Every project starts the same way: I copy a Dockerfile from the last project, change three lines, and pretend I wrote it from scratch. So I finally sat down and built the one I keep copying. Is it the best Dockerfile in the world? No. Does it work on everything I throw at it? Suspiciously, yes.
Let's rip the bandage off and look at the whole thing first, then talk about the parts that matter.
# Compile
FROM golang:1.21.3-alpine3.18 AS base
WORKDIR /app
ENV GO111MODULE="on"
ENV GOOS="linux"
ENV CGO_ENABLED=0
COPY . /app
RUN /bin/sh -c "go build -o app -a ."
# Dev
FROM base AS dev
WORKDIR /app
RUN go install github.com/cosmtrek/air@latest \
&& go install github.com/go-delve/delve/cmd/dlv@latest \
&& go install github.com/swaggo/swag/cmd/swag@v1.8.12
EXPOSE 8000
EXPOSE 2346
ENTRYPOINT ["air"]
# Run
FROM alpine:latest
WORKDIR /app
RUN apk update \
&& apk add --no-cache \
ca-certificates \
curl \
tzdata \
&& update-ca-certificates
COPY --from=base /app/app /app/app
COPY --from=base /app/migrations/ /app/migrations/
COPY --from=base /app/web/ /app/web/
EXPOSE 8080
ENTRYPOINT ["/app/app"]
The base stage: where the magic compiles
This stage grabs the official golang:1.21.3-alpine3.18 image, copies the source in and builds it. With CGO_ENABLED=0 you get a statically linked binary that doesn't need libc, which is exactly what makes the tiny final image possible.

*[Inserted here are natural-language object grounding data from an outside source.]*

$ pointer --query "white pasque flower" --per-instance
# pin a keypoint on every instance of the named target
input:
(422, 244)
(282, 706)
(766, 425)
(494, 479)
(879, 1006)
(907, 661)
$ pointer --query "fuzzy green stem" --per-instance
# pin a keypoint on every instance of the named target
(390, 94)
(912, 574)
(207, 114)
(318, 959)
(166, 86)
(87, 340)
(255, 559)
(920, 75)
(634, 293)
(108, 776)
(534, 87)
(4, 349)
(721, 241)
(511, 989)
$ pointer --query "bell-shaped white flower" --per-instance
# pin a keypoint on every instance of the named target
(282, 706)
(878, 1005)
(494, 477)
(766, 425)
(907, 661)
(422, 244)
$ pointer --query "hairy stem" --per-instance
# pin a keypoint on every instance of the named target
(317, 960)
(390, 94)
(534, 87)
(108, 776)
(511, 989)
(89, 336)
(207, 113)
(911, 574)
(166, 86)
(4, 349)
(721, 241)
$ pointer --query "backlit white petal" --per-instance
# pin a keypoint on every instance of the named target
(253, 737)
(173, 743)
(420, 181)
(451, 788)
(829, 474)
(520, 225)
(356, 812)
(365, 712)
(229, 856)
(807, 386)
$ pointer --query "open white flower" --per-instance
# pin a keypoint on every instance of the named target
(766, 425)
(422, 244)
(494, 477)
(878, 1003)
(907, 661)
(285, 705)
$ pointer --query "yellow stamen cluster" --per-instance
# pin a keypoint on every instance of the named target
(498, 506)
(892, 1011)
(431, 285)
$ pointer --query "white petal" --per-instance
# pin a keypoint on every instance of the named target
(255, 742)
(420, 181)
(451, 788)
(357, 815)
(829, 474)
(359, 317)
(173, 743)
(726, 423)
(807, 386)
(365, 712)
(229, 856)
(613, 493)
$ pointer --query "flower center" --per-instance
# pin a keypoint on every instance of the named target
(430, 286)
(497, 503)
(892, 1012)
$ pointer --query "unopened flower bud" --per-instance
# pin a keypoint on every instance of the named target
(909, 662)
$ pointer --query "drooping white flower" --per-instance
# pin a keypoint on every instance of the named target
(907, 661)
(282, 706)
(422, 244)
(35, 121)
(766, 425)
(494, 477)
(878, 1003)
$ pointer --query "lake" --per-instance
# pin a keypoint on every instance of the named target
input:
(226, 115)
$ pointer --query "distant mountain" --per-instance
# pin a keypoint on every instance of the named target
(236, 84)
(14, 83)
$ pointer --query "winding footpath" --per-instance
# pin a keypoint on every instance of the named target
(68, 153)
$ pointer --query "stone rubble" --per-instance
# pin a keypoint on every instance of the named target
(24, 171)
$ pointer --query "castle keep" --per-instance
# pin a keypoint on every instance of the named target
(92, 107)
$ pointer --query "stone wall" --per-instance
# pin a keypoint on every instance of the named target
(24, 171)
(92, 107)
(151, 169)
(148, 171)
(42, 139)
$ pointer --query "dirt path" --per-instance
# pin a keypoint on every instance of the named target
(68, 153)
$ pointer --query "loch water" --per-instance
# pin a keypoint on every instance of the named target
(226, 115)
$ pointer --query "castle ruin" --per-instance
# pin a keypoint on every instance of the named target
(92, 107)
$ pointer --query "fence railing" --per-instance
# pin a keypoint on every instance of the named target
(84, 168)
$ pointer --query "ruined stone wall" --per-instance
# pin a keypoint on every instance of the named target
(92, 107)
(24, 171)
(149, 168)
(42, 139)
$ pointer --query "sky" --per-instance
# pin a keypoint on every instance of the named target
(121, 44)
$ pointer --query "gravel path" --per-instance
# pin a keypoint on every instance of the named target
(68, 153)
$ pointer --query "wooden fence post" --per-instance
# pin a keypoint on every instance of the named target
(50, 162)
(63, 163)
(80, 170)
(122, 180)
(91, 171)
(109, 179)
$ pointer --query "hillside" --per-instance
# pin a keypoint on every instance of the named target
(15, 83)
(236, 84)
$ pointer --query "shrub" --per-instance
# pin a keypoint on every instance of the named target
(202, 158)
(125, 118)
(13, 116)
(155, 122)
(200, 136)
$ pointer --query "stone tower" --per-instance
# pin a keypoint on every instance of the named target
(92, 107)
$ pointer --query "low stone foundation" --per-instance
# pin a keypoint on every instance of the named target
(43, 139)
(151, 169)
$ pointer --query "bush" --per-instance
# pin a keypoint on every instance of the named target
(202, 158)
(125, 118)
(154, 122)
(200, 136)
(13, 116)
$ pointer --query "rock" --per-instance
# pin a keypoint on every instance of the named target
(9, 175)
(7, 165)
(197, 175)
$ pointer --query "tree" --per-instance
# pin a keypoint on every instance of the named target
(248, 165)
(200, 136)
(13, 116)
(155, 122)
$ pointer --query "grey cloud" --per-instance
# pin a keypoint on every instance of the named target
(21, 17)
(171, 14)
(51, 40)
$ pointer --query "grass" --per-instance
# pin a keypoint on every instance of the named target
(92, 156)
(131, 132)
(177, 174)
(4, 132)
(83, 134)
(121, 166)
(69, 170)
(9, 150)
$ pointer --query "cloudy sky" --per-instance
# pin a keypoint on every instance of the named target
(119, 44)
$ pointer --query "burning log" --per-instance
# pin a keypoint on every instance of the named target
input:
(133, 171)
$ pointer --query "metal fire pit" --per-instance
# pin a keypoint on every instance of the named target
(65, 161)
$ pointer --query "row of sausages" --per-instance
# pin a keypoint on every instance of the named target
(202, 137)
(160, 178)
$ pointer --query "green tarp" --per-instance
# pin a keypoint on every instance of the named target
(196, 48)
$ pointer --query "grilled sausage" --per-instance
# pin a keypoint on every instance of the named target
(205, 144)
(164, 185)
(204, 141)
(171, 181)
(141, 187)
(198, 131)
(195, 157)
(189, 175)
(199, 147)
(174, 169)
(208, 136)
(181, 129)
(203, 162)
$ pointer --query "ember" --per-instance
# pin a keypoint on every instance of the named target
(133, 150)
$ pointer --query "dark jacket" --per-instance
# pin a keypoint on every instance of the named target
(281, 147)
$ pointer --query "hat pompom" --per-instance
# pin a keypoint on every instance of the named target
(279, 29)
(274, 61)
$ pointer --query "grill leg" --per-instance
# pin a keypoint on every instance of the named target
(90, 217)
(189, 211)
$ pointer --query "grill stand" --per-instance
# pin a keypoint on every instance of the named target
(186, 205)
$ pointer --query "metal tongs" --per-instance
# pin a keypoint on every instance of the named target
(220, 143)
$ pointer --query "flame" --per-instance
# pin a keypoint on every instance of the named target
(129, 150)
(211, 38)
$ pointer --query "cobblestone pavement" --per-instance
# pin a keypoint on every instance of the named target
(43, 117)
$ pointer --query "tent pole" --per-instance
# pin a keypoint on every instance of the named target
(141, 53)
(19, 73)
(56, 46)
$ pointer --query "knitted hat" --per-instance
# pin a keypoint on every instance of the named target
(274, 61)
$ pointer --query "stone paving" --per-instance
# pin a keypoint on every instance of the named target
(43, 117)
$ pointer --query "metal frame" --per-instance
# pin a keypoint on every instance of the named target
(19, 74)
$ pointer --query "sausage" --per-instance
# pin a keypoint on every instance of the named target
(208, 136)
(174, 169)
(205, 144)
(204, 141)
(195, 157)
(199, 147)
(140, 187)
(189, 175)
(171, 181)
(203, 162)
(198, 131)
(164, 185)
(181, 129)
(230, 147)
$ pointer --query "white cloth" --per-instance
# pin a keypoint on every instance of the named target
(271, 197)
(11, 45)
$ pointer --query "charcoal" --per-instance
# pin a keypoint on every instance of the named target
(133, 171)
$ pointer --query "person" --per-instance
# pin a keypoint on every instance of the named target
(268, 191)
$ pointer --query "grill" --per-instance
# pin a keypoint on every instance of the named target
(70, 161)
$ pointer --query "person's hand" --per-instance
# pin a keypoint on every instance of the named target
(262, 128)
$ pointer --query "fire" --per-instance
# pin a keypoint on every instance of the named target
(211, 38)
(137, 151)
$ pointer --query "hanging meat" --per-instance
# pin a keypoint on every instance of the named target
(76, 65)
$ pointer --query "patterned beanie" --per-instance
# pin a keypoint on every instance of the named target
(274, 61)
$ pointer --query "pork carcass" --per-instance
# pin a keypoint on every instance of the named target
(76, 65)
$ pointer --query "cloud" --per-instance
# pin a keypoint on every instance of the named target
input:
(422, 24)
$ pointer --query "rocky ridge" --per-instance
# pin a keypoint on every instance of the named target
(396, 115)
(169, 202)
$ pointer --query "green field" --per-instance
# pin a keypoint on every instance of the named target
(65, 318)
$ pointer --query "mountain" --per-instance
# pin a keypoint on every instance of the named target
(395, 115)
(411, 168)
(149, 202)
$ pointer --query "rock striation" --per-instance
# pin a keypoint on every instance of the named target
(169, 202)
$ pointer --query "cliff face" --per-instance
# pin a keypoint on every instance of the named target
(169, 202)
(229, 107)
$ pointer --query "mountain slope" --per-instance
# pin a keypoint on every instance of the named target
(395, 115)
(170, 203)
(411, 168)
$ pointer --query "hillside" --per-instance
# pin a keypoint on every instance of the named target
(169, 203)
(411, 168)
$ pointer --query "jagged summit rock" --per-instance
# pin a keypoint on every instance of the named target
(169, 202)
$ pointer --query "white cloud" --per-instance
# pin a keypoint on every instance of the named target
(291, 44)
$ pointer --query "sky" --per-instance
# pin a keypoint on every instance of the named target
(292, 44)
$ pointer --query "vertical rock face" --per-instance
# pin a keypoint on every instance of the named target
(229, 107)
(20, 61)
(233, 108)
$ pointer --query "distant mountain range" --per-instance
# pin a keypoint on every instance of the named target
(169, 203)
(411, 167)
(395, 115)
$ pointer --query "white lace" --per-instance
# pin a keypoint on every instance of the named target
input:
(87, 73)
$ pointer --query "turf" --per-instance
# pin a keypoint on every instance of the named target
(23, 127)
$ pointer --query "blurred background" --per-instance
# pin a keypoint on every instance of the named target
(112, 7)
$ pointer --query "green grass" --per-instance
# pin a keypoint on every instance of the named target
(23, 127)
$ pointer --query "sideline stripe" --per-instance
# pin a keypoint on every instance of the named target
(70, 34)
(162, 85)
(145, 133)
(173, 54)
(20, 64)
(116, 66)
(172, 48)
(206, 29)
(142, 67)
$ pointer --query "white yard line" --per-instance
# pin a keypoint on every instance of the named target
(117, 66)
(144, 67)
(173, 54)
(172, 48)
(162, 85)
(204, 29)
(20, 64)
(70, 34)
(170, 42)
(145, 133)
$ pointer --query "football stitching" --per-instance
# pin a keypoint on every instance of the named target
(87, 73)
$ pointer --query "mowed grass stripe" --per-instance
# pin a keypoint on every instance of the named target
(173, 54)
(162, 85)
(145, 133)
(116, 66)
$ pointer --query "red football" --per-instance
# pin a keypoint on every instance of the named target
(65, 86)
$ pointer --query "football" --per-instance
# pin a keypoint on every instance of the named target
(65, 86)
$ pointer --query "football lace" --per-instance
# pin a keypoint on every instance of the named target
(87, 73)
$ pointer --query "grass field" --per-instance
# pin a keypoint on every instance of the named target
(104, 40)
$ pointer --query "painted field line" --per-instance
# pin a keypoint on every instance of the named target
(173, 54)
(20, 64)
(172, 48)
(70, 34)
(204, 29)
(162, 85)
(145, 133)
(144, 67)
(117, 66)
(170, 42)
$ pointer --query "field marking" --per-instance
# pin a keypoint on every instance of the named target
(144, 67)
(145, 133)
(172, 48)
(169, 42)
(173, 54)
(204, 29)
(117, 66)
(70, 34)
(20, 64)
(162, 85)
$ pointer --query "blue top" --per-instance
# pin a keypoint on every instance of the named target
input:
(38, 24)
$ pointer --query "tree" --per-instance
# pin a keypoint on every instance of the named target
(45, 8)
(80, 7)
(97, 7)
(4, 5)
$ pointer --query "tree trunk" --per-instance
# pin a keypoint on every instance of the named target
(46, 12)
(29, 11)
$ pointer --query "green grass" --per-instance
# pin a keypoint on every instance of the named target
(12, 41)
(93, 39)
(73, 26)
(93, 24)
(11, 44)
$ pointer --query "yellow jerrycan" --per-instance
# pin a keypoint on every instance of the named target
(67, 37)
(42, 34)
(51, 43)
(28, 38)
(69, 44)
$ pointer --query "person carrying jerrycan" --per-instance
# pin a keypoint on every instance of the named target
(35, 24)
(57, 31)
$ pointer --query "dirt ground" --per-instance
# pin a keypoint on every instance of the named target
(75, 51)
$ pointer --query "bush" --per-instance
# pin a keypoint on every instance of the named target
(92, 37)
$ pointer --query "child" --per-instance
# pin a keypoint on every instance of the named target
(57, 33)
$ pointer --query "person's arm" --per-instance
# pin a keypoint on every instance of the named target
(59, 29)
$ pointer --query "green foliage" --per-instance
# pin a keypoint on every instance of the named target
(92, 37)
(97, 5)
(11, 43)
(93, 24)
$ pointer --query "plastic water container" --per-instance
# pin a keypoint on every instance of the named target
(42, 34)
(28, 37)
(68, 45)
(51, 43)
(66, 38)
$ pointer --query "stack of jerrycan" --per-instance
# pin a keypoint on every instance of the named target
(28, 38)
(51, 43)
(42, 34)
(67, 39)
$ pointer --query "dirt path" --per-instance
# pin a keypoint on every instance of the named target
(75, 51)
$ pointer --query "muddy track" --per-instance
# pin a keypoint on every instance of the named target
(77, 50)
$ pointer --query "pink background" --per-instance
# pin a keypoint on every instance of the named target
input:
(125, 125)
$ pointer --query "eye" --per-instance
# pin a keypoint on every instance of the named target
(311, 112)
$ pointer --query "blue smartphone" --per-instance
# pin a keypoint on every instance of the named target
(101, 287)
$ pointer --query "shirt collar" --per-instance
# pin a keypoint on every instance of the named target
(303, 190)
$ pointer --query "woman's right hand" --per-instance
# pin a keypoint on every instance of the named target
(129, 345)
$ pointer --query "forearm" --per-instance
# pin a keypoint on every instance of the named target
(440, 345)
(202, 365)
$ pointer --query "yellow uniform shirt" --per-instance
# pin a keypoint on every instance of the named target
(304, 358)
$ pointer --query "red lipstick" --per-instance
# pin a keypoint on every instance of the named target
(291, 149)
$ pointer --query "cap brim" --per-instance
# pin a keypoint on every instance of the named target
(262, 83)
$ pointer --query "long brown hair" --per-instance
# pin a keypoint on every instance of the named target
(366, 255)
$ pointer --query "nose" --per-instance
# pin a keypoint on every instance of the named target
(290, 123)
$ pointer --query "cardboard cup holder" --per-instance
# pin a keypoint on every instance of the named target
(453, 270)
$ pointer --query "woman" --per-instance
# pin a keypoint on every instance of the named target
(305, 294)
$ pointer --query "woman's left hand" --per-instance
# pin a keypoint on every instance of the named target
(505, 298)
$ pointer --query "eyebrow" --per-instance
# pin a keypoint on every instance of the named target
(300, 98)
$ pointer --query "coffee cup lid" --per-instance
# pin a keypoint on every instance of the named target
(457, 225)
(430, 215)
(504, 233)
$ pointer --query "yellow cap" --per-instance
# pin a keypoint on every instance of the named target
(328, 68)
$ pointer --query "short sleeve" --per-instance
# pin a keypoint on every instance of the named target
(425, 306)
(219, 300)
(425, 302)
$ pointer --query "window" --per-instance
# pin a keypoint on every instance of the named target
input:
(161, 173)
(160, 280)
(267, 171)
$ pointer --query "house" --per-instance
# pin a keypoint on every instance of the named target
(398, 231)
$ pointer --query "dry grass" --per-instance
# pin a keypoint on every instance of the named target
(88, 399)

One small habit that pays off forever: I always name the binary app. Same name in every project means every COPY, ENTRYPOINT and muscle-memory command just works. Future me is lazy, and I like to keep him happy.
The dev stage: live reload, no excuses
This stage only exists locally — I select it through a Docker Compose override. It installs air for live reload, dlv for debugging, and swag for generating API docs. Port 2346 is open so you can attach a remote debugger and feel like a real engineer.
The run stage: small, boring, perfect
The final image is plain Alpine with the binary copied in and nothing else compiled. We add ca-certificates (for outbound HTTPS), tzdata (so timestamps aren't a lie), and curl — the one non-obvious pick.
Why curl? Because Docker's HEALTHCHECK needs something inside the container to hit your endpoint. Leave it out and your health check fails silently, your orchestrator marks the container unhealthy, and you spend an evening blaming everything except the missing 2 MB binary. Ask me how I know.
So is it any good?
It's a good starting point, which is all a Dockerfile should be. It builds, it's small, it gives you live reload locally and a lean image in prod. Copy it, change three lines, and pretend you wrote it from scratch. That's the circle of life.
// This is the exact image that ships every one of my mini-APIs.